Aerial adventure, safari, and lots of sightseeing kept the family entertained on a holiday getaway
By MARLIES KAST-MYERS
MAY 23, 2019, 7:28 PM
Growing up, my family took Easter seriously. We’d decorate eggs for the big hunt, dress in our Sunday best, and impatiently wait as my dad stashed eggs in the garden.
In grass-lined baskets were foil-wrapped bunnies and candy-coated chocolates, both sidelined for plastic eggs filled with pennies, nickels, and dimes.
More than three decades later, tradition hangs on by a thread, now with my parents hiding shelled bounty for my teenage niece and nephews. Coins have been replaced with dollar bills, and candy has been substituted by trail mix. Short-lived entertainment has quelled long-term anticipation, which seems inevitable with the changing times.
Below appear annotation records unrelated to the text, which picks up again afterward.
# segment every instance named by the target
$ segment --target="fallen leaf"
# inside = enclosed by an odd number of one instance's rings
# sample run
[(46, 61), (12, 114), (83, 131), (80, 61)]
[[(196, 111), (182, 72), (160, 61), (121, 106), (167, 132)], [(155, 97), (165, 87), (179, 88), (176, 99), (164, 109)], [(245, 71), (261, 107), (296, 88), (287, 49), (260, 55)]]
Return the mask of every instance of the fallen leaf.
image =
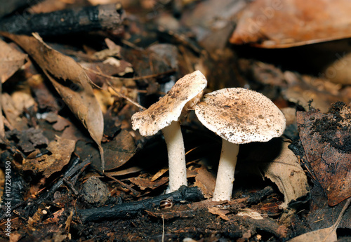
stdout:
[(225, 211), (225, 210), (221, 210), (220, 208), (217, 208), (217, 207), (210, 207), (210, 208), (208, 208), (208, 212), (210, 212), (213, 215), (220, 216), (220, 218), (224, 220), (227, 220), (227, 221), (230, 220), (229, 219), (229, 217), (227, 217), (227, 215), (225, 215), (225, 214), (228, 213), (229, 211)]
[(197, 170), (194, 184), (201, 189), (206, 199), (211, 199), (215, 190), (216, 178), (207, 170), (206, 166), (203, 166)]
[(102, 146), (107, 170), (124, 165), (135, 154), (134, 139), (126, 130), (122, 130), (112, 141), (102, 144)]
[(1, 39), (0, 50), (0, 81), (4, 83), (25, 64), (27, 56)]
[(343, 218), (343, 215), (345, 213), (345, 211), (347, 208), (350, 205), (350, 202), (351, 201), (351, 199), (348, 199), (347, 201), (344, 206), (343, 210), (340, 212), (338, 220), (335, 222), (335, 224), (328, 228), (314, 230), (306, 234), (301, 234), (298, 236), (291, 238), (289, 240), (289, 242), (305, 242), (305, 241), (311, 241), (311, 242), (335, 242), (338, 241), (338, 236), (336, 236), (336, 229)]
[(2, 109), (12, 128), (18, 130), (28, 128), (27, 119), (22, 116), (22, 112), (16, 109), (11, 96), (8, 93), (4, 93), (1, 98)]
[(335, 206), (351, 196), (351, 107), (333, 104), (326, 114), (298, 112), (300, 140), (313, 173)]
[(248, 216), (254, 220), (263, 220), (263, 217), (253, 209), (245, 208), (240, 209), (238, 210), (238, 213), (237, 214), (238, 216)]
[(48, 140), (43, 135), (43, 130), (29, 128), (23, 131), (13, 130), (6, 132), (8, 140), (18, 140), (18, 145), (25, 153), (32, 152), (36, 147), (46, 146)]
[(296, 156), (288, 148), (289, 144), (284, 142), (279, 156), (265, 163), (263, 168), (265, 177), (274, 182), (284, 196), (284, 202), (281, 205), (282, 208), (298, 202), (309, 193), (306, 175)]
[(34, 173), (42, 172), (45, 177), (48, 177), (53, 173), (61, 170), (69, 162), (75, 145), (76, 142), (71, 140), (61, 138), (57, 141), (51, 141), (47, 148), (51, 154), (25, 159), (23, 170), (32, 170)]
[(20, 46), (41, 67), (71, 111), (83, 123), (99, 147), (101, 168), (105, 169), (101, 140), (103, 117), (91, 86), (91, 81), (82, 67), (72, 58), (46, 45), (37, 35), (34, 37), (1, 32)]
[(286, 48), (351, 36), (348, 0), (255, 1), (241, 13), (230, 41)]
[(145, 189), (154, 189), (157, 187), (162, 186), (168, 182), (168, 177), (161, 177), (156, 181), (152, 182), (150, 179), (141, 178), (141, 177), (131, 177), (128, 180), (134, 184), (135, 185), (139, 187), (140, 190), (145, 190)]

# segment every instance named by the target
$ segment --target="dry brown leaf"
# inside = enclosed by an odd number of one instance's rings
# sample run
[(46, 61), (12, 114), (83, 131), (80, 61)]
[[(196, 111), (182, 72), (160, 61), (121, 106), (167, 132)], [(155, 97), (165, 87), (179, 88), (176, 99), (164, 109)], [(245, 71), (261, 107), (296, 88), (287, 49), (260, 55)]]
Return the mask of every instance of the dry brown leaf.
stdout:
[(129, 132), (123, 129), (113, 140), (103, 144), (107, 170), (124, 165), (135, 154), (135, 142)]
[(168, 177), (161, 177), (160, 179), (154, 182), (152, 182), (150, 179), (141, 177), (131, 177), (129, 178), (128, 180), (131, 183), (139, 187), (140, 190), (143, 191), (147, 188), (154, 189), (160, 186), (165, 184), (168, 181)]
[(261, 0), (241, 12), (230, 41), (285, 48), (351, 36), (348, 0)]
[(199, 169), (195, 176), (194, 185), (198, 187), (206, 199), (213, 196), (215, 190), (216, 178), (212, 173), (208, 172), (205, 166)]
[(323, 187), (331, 206), (351, 196), (350, 110), (350, 106), (336, 102), (326, 114), (319, 110), (297, 113), (311, 175)]
[(4, 83), (24, 64), (27, 55), (0, 39), (0, 81)]
[(25, 159), (23, 170), (32, 170), (34, 173), (43, 172), (43, 175), (48, 177), (53, 173), (61, 170), (69, 162), (75, 146), (74, 140), (59, 139), (58, 141), (51, 141), (47, 149), (52, 154), (44, 154), (33, 159)]
[(20, 46), (40, 66), (71, 111), (83, 123), (99, 147), (102, 168), (105, 169), (101, 147), (104, 123), (102, 112), (81, 67), (72, 58), (46, 45), (37, 35), (34, 37), (1, 33)]
[(283, 208), (309, 192), (306, 175), (297, 157), (288, 148), (289, 144), (284, 142), (279, 156), (263, 168), (265, 176), (274, 182), (284, 195), (284, 202), (281, 205)]
[(347, 201), (345, 203), (343, 210), (340, 213), (338, 220), (335, 224), (328, 228), (314, 230), (306, 234), (301, 234), (298, 236), (293, 238), (292, 239), (288, 241), (289, 242), (335, 242), (338, 241), (338, 236), (336, 236), (336, 229), (339, 225), (343, 215), (345, 211), (350, 205), (351, 199), (348, 199)]
[(8, 93), (4, 93), (1, 94), (1, 98), (2, 109), (12, 128), (18, 130), (28, 128), (27, 119), (22, 118), (21, 116), (22, 112), (16, 109), (15, 105), (11, 96)]
[[(9, 44), (0, 39), (0, 94), (2, 93), (2, 83), (17, 72), (25, 64), (27, 55), (17, 51)], [(0, 98), (1, 100), (1, 98)], [(0, 111), (3, 107), (0, 102)], [(0, 137), (5, 138), (4, 117), (0, 114)]]
[(220, 218), (222, 218), (224, 220), (227, 220), (227, 221), (230, 220), (229, 219), (229, 217), (227, 217), (227, 215), (225, 215), (226, 213), (228, 213), (228, 211), (226, 212), (226, 211), (223, 210), (217, 207), (210, 207), (210, 208), (208, 208), (208, 212), (210, 212), (211, 213), (212, 213), (215, 215), (220, 216)]
[(248, 216), (254, 220), (263, 220), (263, 217), (258, 212), (251, 208), (240, 209), (237, 215)]

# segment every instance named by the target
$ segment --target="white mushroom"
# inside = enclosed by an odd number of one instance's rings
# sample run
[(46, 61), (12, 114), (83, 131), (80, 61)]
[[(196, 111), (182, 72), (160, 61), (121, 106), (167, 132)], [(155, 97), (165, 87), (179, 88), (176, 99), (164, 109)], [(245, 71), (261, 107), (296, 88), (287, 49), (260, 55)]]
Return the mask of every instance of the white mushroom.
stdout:
[(230, 200), (239, 144), (282, 135), (285, 117), (267, 97), (240, 88), (206, 94), (194, 109), (199, 120), (223, 140), (213, 200)]
[(197, 103), (206, 86), (207, 81), (201, 72), (185, 75), (157, 102), (132, 116), (133, 129), (139, 129), (143, 136), (153, 135), (162, 130), (168, 156), (167, 193), (187, 184), (184, 142), (178, 119), (183, 109)]

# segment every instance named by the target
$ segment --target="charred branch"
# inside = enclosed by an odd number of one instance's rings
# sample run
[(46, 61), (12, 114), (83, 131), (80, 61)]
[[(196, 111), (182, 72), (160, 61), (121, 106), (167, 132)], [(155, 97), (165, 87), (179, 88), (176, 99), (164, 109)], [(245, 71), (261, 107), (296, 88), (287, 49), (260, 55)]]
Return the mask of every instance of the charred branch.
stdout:
[(0, 31), (29, 35), (55, 36), (121, 27), (120, 4), (65, 9), (28, 15), (14, 15), (0, 21)]
[(143, 201), (119, 204), (115, 206), (108, 206), (96, 208), (81, 209), (77, 213), (83, 222), (115, 220), (117, 218), (130, 218), (139, 212), (150, 210), (155, 206), (159, 206), (160, 201), (166, 198), (171, 198), (173, 203), (183, 201), (198, 201), (203, 199), (201, 191), (197, 187), (182, 186), (172, 193), (159, 196)]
I’m partially to blame for breaking family customs, having no children, or much of a desire to join the big hunt. Instead, my husband, Benjamin, and I look for an easy escape from commercial holidays — somewhere close enough to San Diego but far enough from home.
Enter Santa Catalina Island.
One hour by car and then another hour by ferry, this rocky island 22 miles off California’s coast is accessible from Dana Point, Long Beach, and San Pedro harbor. For $125, you can arrive by a helicopter flown by “Falcon Crest” actor Lorenzo Lamas.
Like 95 percent of other visitors, we arrived at the island by Catalina Express ferry. The moment our feet touched land, we inhaled that travel-ready ether that hits us with every trip; it’s a readiness to discover, an openness to grow, and a willingness to bend a little with the unpredictable.
And so we bent, expecting our scheduled bellman to welcome us at the boat dock, but instead, we found golf cart taxis zipping around the loading zone. With one bag in tow, Benjamin and I walked the 10 minutes to Pavilion Hotel, a mid-range property that lured us with its complimentary breakfast and daily wine-and-cheese reception.
The central location made it easy to stroll Avalon’s main town, a utopian dream of leisure, luxury, and laughter built by chewing gum tycoon William Wrigley Jr. In 1919, he paid the pioneering Banning brothers $3 million for fire-ravaged Catalina. He invested millions more to transform the rugged island into a tourist attraction.
Between 1919 and 1929, Wrigley laid infrastructure with water, utilities, telecommunications, streets, schools, homes, hotels, and steamships. His vision wooed everyone from Winston Churchill and Ronald Reagan to Marilyn Monroe and Charlie Chaplin.
But Wrigley didn’t build his island empire for Hollywood’s elite; He made it for the gum-chewers of the world. Catalina was his token of gratitude to those who believed in him, or as he put it, “the tired shop girl, the artisan, the clerk, and the Boy Scout.”
Despite Catalina’s proximity to Los Angeles, traffic is seldom an issue on this (almost) car-free island. Even the 5,000 permanent residents are limited to one golf cart per household. There’s plenty of room to breathe with 200 rental cottages and 20 hotels dotting cheerful Avalon.
Although lodging was on point, accommodations took a backseat to what we experienced, starting with lunch at Descanso Beach Club. Cradled on one of the last private beaches in California, this casual beach bar was fashioned from salvaged wood from the century-old Hotel St. Catherine. From the white-sandy shores of Descanso, we grabbed a breezy bite while kayaks and paddleboards glided through our postcard snapshot.
Towering palms and water as royal blue as the American flag triggered a mental escape, and for a split moment, I forgot where we were. It’s easy to lose yourself in Catalina, with sugary sands and sprawling lawns pitched with white-tent cabanas begging for summer brides.
Backing the beach is jungle-like terrain where zip lines and an aerial course suspend between the trees. As an avid rock climber, Benjamin jumped at the opportunity to harness in with Catalina Aerial Adventure. I told him I’d watch from below. But then, he reminded me that we bend a little with the unpredictable in travel.
Before I knew it, I was hooked into the self-guided aerial course, walking narrow planks, tunneling through barrels, and balancing tightropes. It was like a horrible episode of “Ninja Warrior,” where the athlete had an academic attack and couldn’t go with sweaty hands and trembling legs.